Introduction
Thierry Paquot et Martin Paquot publiaient à l’automne 2020 le sixième ouvrage de la série dirigée par Dominique Bourg aux PUF, faite de traductions inédites et commentées d’essais majeurs de la pensée écologique.
Au cœur de Préserver les solitudes, la traduction inédite en français de l’article lyrique de John Muir (1838–1914), « The Wild Parks and Forest Reservations of the West », publié en janvier 1898 dans The Atlantic Monthly puis repris comme premier chapitre d’Our National Parks (1901).
En introduction, Thierry retrace la vie de John Muir, ses rencontres heureuses, ses exploits d’explorateur, ses nombreux articles et ouvrages. Il y présente au préalable la distinction qu’opère Muir entre la nature sacrée et la nature profane, essentielle pour comprendre les intentions de l’auteur, et de celle entre préservation et conservation. Muir compte parmi les plus fervents défenseurs de la création de parcs nationaux aux États-Unis afin de préserver la nature à l’état sauvage — de sorte que les citadins et les générations futures puissent toujours en faire l’expérience. Thierry revient également sur la polémique futile déclenchée en 2020 autour du prétendu mépris de Muir pour les Amérindiens [1].
La traduction par Martin Paquot de l’article se révèle une prouesse philologique. John Muir nous embarque dans une valse endiablée à travers les parcs nationaux et les réserves forestières de l’Amérique verte. Il nous conte les « jardins célestes », nomme exhaustivement et décrit en détail les espèces qui y vivent — arbres, fleurs, baies, animaux —, nous fait ressentir couleurs, sentences et textures par un vocabulaire riche et une prose lyrique, rend préhensible les phénomènes géologiques et météorologiques. Si riche que notre imagination vit en ces quarante pages les quatre saisons et les quatre coins des États-Unis.

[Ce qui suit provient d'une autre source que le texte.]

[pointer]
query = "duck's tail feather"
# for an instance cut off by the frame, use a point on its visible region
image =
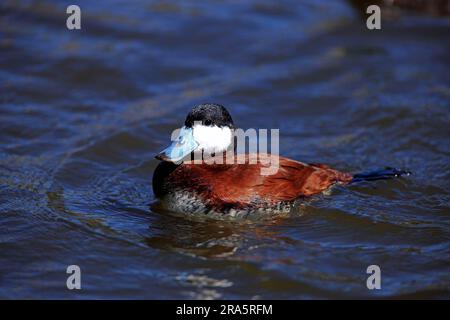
(382, 174)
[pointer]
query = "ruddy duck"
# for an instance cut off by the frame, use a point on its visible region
(232, 188)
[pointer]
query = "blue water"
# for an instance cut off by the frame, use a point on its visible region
(82, 114)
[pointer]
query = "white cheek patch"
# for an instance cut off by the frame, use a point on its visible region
(212, 138)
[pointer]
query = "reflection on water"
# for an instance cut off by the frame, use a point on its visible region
(84, 113)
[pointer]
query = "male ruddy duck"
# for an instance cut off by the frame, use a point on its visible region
(235, 188)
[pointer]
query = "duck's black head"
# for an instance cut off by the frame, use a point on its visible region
(208, 128)
(209, 114)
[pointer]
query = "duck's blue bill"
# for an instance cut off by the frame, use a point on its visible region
(182, 146)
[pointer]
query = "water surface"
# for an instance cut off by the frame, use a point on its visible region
(82, 114)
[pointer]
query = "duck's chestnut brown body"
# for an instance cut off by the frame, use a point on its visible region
(222, 187)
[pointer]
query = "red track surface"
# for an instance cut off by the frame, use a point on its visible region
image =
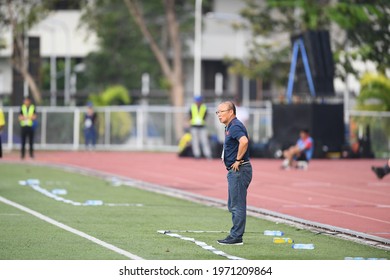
(343, 193)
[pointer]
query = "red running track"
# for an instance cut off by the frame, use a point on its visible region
(342, 193)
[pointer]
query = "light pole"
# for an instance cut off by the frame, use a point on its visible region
(66, 30)
(198, 48)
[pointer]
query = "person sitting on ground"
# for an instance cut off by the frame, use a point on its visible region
(380, 171)
(302, 151)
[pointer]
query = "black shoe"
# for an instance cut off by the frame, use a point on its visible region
(379, 171)
(230, 241)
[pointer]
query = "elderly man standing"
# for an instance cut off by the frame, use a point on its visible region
(236, 159)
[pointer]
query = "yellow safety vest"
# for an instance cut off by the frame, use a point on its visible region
(198, 114)
(29, 113)
(2, 121)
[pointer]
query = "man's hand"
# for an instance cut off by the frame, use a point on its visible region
(236, 165)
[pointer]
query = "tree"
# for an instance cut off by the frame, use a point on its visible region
(19, 16)
(131, 43)
(173, 72)
(123, 54)
(367, 27)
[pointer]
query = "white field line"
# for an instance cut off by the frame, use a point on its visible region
(70, 229)
(201, 244)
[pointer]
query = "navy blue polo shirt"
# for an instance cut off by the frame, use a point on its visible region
(233, 132)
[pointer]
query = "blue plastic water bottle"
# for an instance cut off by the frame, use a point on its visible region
(273, 232)
(303, 246)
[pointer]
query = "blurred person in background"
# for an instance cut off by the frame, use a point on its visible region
(2, 124)
(90, 122)
(381, 171)
(301, 152)
(27, 118)
(197, 118)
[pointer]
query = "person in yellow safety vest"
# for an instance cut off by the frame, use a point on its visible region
(198, 114)
(2, 124)
(27, 116)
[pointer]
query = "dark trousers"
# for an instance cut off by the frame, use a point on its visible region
(27, 132)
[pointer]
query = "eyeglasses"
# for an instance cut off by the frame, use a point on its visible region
(218, 112)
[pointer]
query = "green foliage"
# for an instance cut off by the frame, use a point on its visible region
(124, 55)
(121, 123)
(113, 95)
(375, 96)
(374, 87)
(367, 26)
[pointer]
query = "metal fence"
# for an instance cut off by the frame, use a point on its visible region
(122, 127)
(154, 128)
(372, 126)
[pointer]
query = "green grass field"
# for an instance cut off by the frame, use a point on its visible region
(133, 228)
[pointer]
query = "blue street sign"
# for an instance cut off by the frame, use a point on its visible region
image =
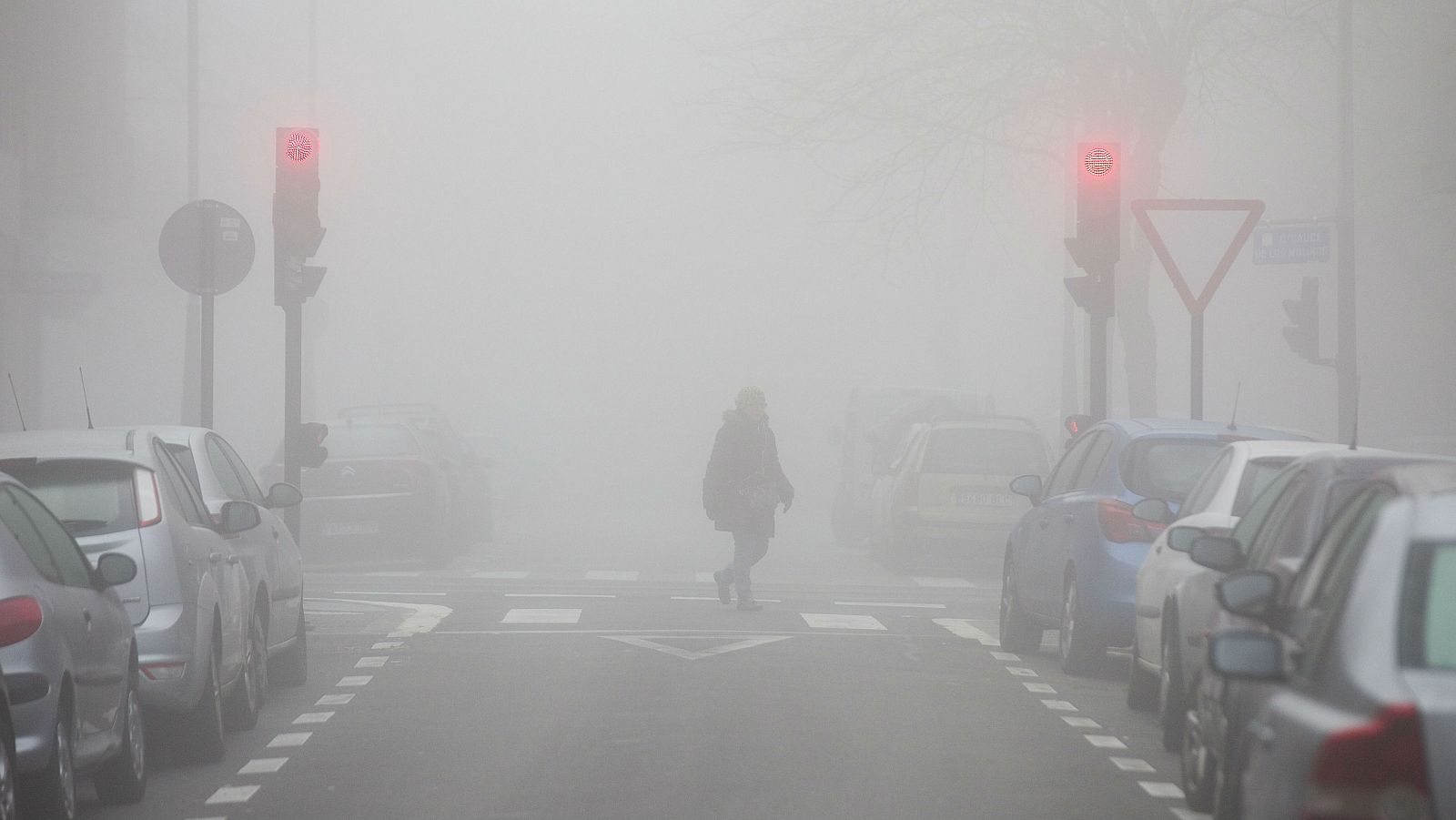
(1289, 244)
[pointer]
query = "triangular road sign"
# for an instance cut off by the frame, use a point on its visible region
(691, 655)
(1252, 210)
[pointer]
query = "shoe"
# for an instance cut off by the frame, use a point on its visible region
(723, 587)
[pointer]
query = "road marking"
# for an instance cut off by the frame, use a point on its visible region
(698, 655)
(613, 574)
(542, 616)
(944, 582)
(961, 628)
(890, 604)
(262, 766)
(1161, 788)
(823, 621)
(232, 794)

Sous la plume de John Muir, une description naturaliste devient un récit haletant — un roman sans intrigue, ou plutôt dont l’intrigue est celle, bien réelle, des ravages causés à la nature par l’homme industriel : « la récente découverte [que cette contrée est] saupoudrée d’or peut nous alarmer, car les choses excitantes rendent les timides suffisamment téméraires et les paresseux dangereusement industrieux. »
Martin réussit le tour de force où un anglais littéraire et érudit se lit à merveille en français — ni même d’ardentes énumérations de plantes, alternant désignations vernaculaires et noms latins, ne savaient l’arrêter.
Thierry commente ensuite deux clés du texte : les solitudes et la préservation de la nature. En virtuose étymologiste, il convoque tant les adulateurs que les contempteurs de John Muir afin de retracer le sens et l’histoire de la « wilderness » et de sa traduction par « solitudes », avant tout caractérisée par le « sauvage », ce qui relève de la forêt, de la nature originelle. Il nous appelle à distinguer la sauvagerie, violente, de la sauvageté, propre aux solitudes, et relève combien la beauté sublime de la nature est, pour John Muir, l’incarnation même du divin.
Thierry nous traduit ce qu’il faut lire entre les lignes des odes à la nature de John Muir : quarante ans d’explorations en randonnée à travers l’Amérique du Nord — et autant de transformations et de ravages humains dans les parcs et réserves, qui prouvent dès le tournant du XXe siècle les intérêts divergents des solitudes et des hommes industriels.
De la rencontre entre John, Thierry et Martin émane effectivement un « émerveillement communicatif » : « abandonnez-vous aux sons, aux couleurs, aux senteurs, aux rythmes, aux formes, aux esprits que vous allez rencontrer, goûtez-les, ensauvagez-vous… »
[1] Lire aussi Maxime Lerolle. « L’Europe réensauvagée de G. Cochet et B. Kremer-Cochet ». Topophile, 21 mars 2021.
John Muir, Préserver les solitudes: parcs et forêts de l’Ouest sauvage, présenté et commenté par Thierry Paquot, traduit par Martin Paquot (Paris : Presses universitaires de France, 2020) ; 9 euros.